Gonymizer

Gonymizer

Weird name, what does it do?

The Gonymizer project (Go + Anonymizer) is a project that was built at SmithRx in hope to simplify the QA process. Gonymizer is written in Golang and is meant to help database administrators and infrastructure folks easily anonymize production database dumps before loading this data into a QA environment.

We have built in support, and examples, for:

Kubernetes CRONJOB scheduling
AWS-S3 Storage processing and loading

We plan to have built-in:

CRONJOB BASH scripts to use local disk as storage (see tasks, we need help!)
AWS-Lambda Job scheduling (see tasks, we need help!)

Our API is an easy one to follow and we encourage others to join in by trying Gonymizer with their own development and staging environments either directly using the CLI or using the API. We include in our documentation: example configurations, best practices, Kubernetes CRONJOB examples, examples for AWS-Lambda, and other infrastructure tools. Please see the docs directory in this application to see a full how-to guide and where to get started.

Supported RDBMS

Currently Gonymizer only supports PostgreSQL 9.x-13.x. We have not tested Gonymizer on versions 12+, but plan to in the near future. If you would like to help by adding support for other database management systems, new processors, or general questions please join by checking the CONTRIBUTING.md file in this repository.
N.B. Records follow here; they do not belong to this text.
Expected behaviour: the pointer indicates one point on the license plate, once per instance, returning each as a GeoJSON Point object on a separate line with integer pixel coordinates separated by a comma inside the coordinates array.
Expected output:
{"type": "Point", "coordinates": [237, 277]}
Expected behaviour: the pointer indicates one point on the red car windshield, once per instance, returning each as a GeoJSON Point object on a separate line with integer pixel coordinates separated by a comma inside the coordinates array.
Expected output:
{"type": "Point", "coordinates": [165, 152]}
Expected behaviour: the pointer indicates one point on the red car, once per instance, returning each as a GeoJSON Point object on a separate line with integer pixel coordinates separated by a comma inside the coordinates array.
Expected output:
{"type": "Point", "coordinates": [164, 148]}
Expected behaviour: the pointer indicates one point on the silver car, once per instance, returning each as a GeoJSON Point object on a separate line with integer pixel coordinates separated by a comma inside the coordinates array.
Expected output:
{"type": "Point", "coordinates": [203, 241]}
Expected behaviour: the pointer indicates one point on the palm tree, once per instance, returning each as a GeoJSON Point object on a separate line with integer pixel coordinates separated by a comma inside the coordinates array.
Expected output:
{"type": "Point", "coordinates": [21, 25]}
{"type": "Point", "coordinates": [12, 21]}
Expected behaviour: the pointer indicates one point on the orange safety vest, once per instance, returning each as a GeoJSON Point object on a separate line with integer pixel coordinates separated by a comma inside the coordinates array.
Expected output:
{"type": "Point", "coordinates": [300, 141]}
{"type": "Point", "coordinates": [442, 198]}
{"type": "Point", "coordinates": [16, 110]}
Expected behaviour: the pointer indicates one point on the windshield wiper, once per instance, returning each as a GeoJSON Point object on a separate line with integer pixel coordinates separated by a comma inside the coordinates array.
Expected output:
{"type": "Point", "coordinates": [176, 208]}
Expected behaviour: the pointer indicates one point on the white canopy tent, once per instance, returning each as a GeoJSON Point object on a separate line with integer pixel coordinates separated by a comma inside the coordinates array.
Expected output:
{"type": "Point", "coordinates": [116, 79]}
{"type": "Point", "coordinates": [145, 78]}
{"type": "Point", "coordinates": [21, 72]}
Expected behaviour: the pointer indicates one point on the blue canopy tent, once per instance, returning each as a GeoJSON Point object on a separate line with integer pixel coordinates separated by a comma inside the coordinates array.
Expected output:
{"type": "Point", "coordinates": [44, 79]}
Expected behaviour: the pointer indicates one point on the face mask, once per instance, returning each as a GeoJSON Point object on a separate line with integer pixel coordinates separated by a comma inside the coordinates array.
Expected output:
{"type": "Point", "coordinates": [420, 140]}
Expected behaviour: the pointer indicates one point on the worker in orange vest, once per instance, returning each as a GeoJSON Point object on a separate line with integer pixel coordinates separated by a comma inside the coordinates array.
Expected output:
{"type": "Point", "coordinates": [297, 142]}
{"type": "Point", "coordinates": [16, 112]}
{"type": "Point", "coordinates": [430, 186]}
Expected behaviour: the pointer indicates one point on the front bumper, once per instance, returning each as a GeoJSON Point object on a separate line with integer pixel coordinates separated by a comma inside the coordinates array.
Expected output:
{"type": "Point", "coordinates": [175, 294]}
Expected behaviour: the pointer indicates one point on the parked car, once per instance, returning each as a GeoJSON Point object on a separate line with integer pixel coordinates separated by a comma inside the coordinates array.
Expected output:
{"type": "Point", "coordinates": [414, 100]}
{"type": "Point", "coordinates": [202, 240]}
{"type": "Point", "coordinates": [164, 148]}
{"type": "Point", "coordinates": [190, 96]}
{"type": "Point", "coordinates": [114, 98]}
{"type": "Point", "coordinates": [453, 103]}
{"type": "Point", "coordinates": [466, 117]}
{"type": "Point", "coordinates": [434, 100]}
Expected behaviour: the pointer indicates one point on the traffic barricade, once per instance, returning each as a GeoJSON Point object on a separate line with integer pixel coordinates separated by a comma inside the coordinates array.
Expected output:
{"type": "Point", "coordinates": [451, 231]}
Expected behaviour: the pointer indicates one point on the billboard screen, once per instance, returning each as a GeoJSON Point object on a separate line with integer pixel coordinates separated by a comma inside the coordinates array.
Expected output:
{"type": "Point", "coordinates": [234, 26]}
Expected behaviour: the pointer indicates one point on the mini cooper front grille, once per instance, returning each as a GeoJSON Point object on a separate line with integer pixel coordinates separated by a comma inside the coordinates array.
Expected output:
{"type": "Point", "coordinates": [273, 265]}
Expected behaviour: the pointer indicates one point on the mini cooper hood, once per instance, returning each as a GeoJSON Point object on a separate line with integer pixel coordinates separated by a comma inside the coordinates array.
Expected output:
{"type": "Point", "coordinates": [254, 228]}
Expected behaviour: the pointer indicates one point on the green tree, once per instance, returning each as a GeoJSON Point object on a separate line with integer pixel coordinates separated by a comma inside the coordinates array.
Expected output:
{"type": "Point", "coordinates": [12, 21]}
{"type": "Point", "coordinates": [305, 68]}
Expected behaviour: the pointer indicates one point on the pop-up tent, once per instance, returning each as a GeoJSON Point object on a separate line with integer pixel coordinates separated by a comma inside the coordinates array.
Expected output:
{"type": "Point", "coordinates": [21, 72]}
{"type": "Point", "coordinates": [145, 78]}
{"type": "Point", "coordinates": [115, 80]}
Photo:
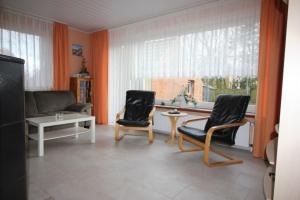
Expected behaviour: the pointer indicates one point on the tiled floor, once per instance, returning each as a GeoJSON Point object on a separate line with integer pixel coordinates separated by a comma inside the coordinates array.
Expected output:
{"type": "Point", "coordinates": [134, 170]}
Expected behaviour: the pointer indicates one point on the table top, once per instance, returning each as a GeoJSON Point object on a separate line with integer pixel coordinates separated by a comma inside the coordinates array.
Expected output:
{"type": "Point", "coordinates": [66, 118]}
{"type": "Point", "coordinates": [181, 114]}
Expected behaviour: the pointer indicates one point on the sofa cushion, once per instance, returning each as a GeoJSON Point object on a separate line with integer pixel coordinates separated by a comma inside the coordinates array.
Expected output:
{"type": "Point", "coordinates": [30, 105]}
{"type": "Point", "coordinates": [52, 101]}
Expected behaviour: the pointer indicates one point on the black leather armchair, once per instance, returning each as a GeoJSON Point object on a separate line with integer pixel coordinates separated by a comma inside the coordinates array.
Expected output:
{"type": "Point", "coordinates": [227, 116]}
{"type": "Point", "coordinates": [138, 113]}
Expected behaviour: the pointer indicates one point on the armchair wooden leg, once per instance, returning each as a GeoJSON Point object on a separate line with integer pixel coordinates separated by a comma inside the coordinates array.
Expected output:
{"type": "Point", "coordinates": [117, 130]}
{"type": "Point", "coordinates": [181, 146]}
{"type": "Point", "coordinates": [151, 136]}
{"type": "Point", "coordinates": [229, 160]}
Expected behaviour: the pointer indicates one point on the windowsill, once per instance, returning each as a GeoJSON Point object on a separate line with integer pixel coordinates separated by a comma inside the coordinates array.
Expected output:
{"type": "Point", "coordinates": [199, 109]}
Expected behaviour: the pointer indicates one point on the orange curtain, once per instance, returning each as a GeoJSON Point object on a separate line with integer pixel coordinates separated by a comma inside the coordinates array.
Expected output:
{"type": "Point", "coordinates": [61, 56]}
{"type": "Point", "coordinates": [271, 57]}
{"type": "Point", "coordinates": [99, 63]}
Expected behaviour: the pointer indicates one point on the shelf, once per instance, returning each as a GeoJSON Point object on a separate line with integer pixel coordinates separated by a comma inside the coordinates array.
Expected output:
{"type": "Point", "coordinates": [61, 133]}
{"type": "Point", "coordinates": [269, 183]}
{"type": "Point", "coordinates": [271, 150]}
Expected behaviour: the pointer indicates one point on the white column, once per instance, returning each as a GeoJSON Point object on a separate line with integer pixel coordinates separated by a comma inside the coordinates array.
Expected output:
{"type": "Point", "coordinates": [287, 175]}
{"type": "Point", "coordinates": [93, 135]}
{"type": "Point", "coordinates": [41, 140]}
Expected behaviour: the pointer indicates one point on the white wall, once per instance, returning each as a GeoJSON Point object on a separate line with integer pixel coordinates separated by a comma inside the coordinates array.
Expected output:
{"type": "Point", "coordinates": [162, 124]}
{"type": "Point", "coordinates": [287, 183]}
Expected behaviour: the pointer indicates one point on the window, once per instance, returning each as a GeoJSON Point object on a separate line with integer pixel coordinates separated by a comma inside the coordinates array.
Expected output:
{"type": "Point", "coordinates": [196, 53]}
{"type": "Point", "coordinates": [171, 91]}
{"type": "Point", "coordinates": [30, 39]}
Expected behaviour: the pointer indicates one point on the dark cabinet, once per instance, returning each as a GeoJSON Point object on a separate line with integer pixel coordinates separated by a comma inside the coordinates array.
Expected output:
{"type": "Point", "coordinates": [12, 131]}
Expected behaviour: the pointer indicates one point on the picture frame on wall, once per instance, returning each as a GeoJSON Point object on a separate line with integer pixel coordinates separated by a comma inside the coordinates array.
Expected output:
{"type": "Point", "coordinates": [76, 49]}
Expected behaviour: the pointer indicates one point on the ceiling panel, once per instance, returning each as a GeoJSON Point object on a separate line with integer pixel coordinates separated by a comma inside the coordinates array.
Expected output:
{"type": "Point", "coordinates": [91, 15]}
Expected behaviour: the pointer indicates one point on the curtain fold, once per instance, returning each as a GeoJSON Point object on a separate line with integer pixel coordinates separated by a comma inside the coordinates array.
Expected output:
{"type": "Point", "coordinates": [99, 63]}
{"type": "Point", "coordinates": [29, 38]}
{"type": "Point", "coordinates": [61, 56]}
{"type": "Point", "coordinates": [271, 59]}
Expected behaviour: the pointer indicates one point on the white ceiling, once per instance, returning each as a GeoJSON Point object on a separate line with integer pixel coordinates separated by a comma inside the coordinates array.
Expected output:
{"type": "Point", "coordinates": [92, 15]}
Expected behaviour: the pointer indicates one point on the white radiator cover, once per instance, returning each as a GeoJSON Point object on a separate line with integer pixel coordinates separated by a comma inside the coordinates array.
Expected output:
{"type": "Point", "coordinates": [243, 138]}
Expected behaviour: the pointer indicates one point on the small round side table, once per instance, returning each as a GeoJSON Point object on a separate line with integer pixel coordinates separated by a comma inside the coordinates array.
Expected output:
{"type": "Point", "coordinates": [173, 118]}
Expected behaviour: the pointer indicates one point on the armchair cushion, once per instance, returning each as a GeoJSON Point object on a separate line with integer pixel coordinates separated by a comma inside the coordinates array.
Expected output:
{"type": "Point", "coordinates": [227, 109]}
{"type": "Point", "coordinates": [125, 122]}
{"type": "Point", "coordinates": [138, 105]}
{"type": "Point", "coordinates": [79, 107]}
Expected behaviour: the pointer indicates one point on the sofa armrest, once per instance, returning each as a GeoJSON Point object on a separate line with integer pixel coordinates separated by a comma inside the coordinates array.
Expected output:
{"type": "Point", "coordinates": [80, 107]}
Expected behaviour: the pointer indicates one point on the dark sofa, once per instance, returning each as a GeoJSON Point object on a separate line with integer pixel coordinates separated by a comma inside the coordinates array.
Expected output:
{"type": "Point", "coordinates": [45, 103]}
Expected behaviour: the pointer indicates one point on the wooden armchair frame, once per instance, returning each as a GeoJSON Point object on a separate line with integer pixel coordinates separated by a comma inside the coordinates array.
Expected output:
{"type": "Point", "coordinates": [206, 147]}
{"type": "Point", "coordinates": [148, 128]}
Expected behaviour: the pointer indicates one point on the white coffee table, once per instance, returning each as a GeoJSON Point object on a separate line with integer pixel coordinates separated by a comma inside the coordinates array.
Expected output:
{"type": "Point", "coordinates": [46, 121]}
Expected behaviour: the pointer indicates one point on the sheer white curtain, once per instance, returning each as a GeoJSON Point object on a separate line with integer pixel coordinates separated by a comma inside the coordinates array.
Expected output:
{"type": "Point", "coordinates": [218, 39]}
{"type": "Point", "coordinates": [29, 38]}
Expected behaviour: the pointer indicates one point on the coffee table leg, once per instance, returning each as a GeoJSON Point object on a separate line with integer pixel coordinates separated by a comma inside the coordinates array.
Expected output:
{"type": "Point", "coordinates": [41, 141]}
{"type": "Point", "coordinates": [172, 137]}
{"type": "Point", "coordinates": [76, 125]}
{"type": "Point", "coordinates": [173, 133]}
{"type": "Point", "coordinates": [93, 136]}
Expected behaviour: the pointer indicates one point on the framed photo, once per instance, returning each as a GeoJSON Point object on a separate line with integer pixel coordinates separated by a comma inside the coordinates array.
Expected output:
{"type": "Point", "coordinates": [76, 49]}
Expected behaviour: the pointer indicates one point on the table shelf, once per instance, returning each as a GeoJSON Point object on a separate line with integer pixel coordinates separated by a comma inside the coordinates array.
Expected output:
{"type": "Point", "coordinates": [61, 133]}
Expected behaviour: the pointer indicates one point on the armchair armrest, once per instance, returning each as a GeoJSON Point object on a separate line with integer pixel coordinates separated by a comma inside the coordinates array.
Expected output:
{"type": "Point", "coordinates": [214, 128]}
{"type": "Point", "coordinates": [119, 114]}
{"type": "Point", "coordinates": [151, 114]}
{"type": "Point", "coordinates": [79, 107]}
{"type": "Point", "coordinates": [193, 120]}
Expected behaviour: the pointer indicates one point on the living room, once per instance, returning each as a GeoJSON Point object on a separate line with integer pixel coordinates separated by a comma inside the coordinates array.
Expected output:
{"type": "Point", "coordinates": [205, 85]}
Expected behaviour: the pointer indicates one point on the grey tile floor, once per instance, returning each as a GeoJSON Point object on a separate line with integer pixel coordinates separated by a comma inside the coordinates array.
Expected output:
{"type": "Point", "coordinates": [134, 170]}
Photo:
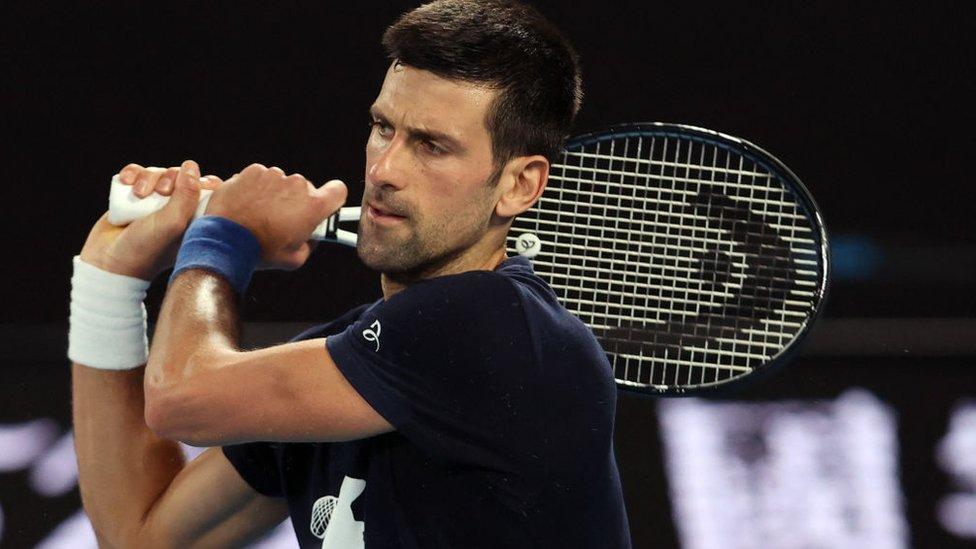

Abbreviations and Definitions

HIPAA: Health Insurance Portability and Accountability Act of 1996
PCI DSS: Payment Card Industry Data Security Standard
PHI: Protected Health Information
PII: Personally identifiable information

In this document/codebase, we use them interchangeably.

Getting Started

If you are a seasoned Go veteran or already have an environment which contains Go>= 1.11 then you can skip to the next section.

OSX

Gonymizer requires that one has complete install of Go >= 1.11. To install Go on OSX you can run the following:

brew install go

Once this is complete we will need to make sure our Go paths are set correctly in our BASH profile. NOTE: You may need to change the directories below to match your setup.

echo "
export GOPATH=~/go
export GOROOT=/usr/local/Cellar/go/1.11.2/libexec
export GO111MODULE=on
" >> ~/.profile

It is recommended to put all Go source code under ~/go. Once this is complete we can attempt to build the application:

cd ~/go/src/github.com/smithoss/gonymizer/scripts
./build.sh

The build script will build two binaries. One for MacOS on the amd64 architecture as well as a Linux amd64 binary. These binaries are stored under the Gonymizer/bin directory. Now that we have a built binary we can attempt to download a map file using our JSON configuration:

./gonymizer-darwin -c ~/conf/gonymizer-config-file.json dump

Debian 9.x / Ubuntu 18.04

Use the following steps to get up and going. Commands should be similar for Debian 9.x and Ubuntu 18.04.

Install Golang and Git
```
sudo apt-get install go git
```

Add go path to profile


echo "
export GOPATH=~/go
export GO111MODULE=on
" >> ~/.bashrc


3. Git checkout

mkdir -p ~/go/src/github.com/smithoss/ cd ~/go/src/github.com/smithoss/ git clone https://github.com/smithoss/Gonymizer.git gonymizer


4. Build the project

cd gonymizer/cmd/ go build -o ../bin/gonymizer .


5. Run the binary

cd ../bin ./gonymizer --help


## Configuration

Gonymizer has many different configuration settings that can be enabled or disabled using the command line options.
It is recommended that one run `gonymizer --help` or `gonymizer CMD --help` where CMD is one of the commands to see
 which options are available at any given time.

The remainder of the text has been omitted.